Times 25543

Posted on Categories Daily Cryptic
Solving time: 1:10:31

I really needed a quick and easy one today as I’m off on holiday in the morning and I’ve got to be up extremely early to catch my flight. I found this really quite tough, so it wasn’t what I wanted at all. Some good clues though, and on any other day I’d probably have savoured the challenge. Ah, the trials and tribulations of being a blogger!

Anyway, I’m now going to go and get what little sleep I can. Good night!

cd = cryptic def., dd = double def., rev = reversal, homophones are written in quotes, anagrams as (–)*, and removals like this

Across
1 THUMBS UP = (BUS)* in THUMP
6 FR + Offends + ZEN
9 AGREE TO DIFFER = (GO + FREE TRADE IF)*
10 ET(C)HER
11 IMAGINED = I’M AGED about IN
13 ANTONYMOUS = (TO + NYM) in (AN + O + US)
15 ACTS – dd
16 ABLE – dd – The famous palindrone supposedly attributed to Napoleon was ‘Able was I ‘ere I saw Elba’. Of course, he never said it. I doubt it works as well in French.
18 SPIDER CRAB = SPIDER (rest in snooker) + R in CAB
21 PHOSGENE = P + (GONE SHE)*
22 CR(E)ATE
23 MA + LAD + MINISTER
25 GA(LAX)Y
26 NEAT + NESS
Down
2 HEAR + ThEN
3 MARCHIONESS = (RC + HI + ONE) in MASS
4 S(P)EER
5 PRO + XI + MO – that’s MO (second) and XI (eleven) swapped round
6 FRICASSEE = FRICS (Fellow of the Royal Institute of Chartered Surveyors) about A + SEE (seat for the bishop)
7 O + FF
8 EARNEST – dd
12 ISAAC NEWTON = I + ACNE in (TOWN AS)*
14 YESTERDAY = (DEAREST)* in Y/Y
17 BO(HEMI)A
19 IBERIAN = BERIA (Soviet Chief of Police under Stalin) in IN – Although Iberia still exists today as the peninsula containing Spain & Portugal, the Iberian people existed a long time ago.
20 ANT(ARE)S
22 CHIN + A
24 bLuE jAy

46 comments on “Times 25543”

  1. Fairly straightforward puzzle, though I enjoyed it. Left at the end with the two 22s, not knowing the colloquial “chin” for “punch” and unable to conjure up the old car. Liked the “spots” in ISAAC NEWTON and tempted first off by BOUNDS UP for 1ac.
  2. 26:23 .. as I wrote in SPEER I was thinking “Now where did I read that devastating piece by Clive James recently?” Take a bow, Ulaca the Seer!

    No real problems but a few answers that needed careful spelling out. ANTONYMOUS must be one of the most awkward-looking words in the language.
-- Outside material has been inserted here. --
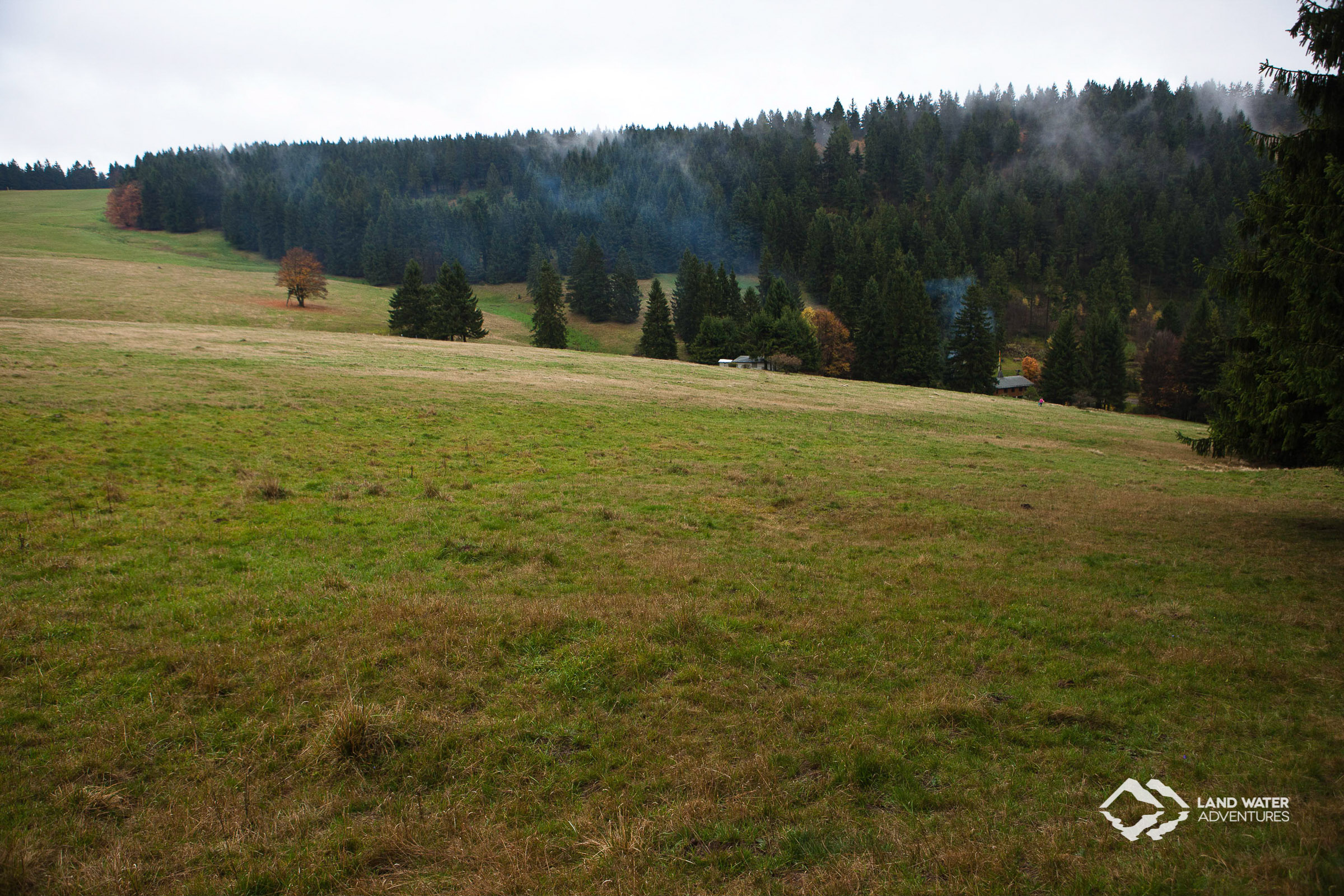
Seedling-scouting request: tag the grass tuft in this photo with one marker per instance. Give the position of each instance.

  3. An enjoyable puzzle – just right for a Friday! I’m sure NYM must have come up before, but I had quite forgotten it.

    For me, 12dn always conjures up the picture of Sir I N in his black and gold waistcoat, rather than anything to do with maths.

  4. One of those odd coincidences that Albert Speer came up just a day or two after I quoted the Clive James passage on him. Should have been a write-in for Jimbo after the heads-up! Marchioness always conjures up memories of The Old Curiosity Shop, though sadly the Thames tragedy is also now brought to mind.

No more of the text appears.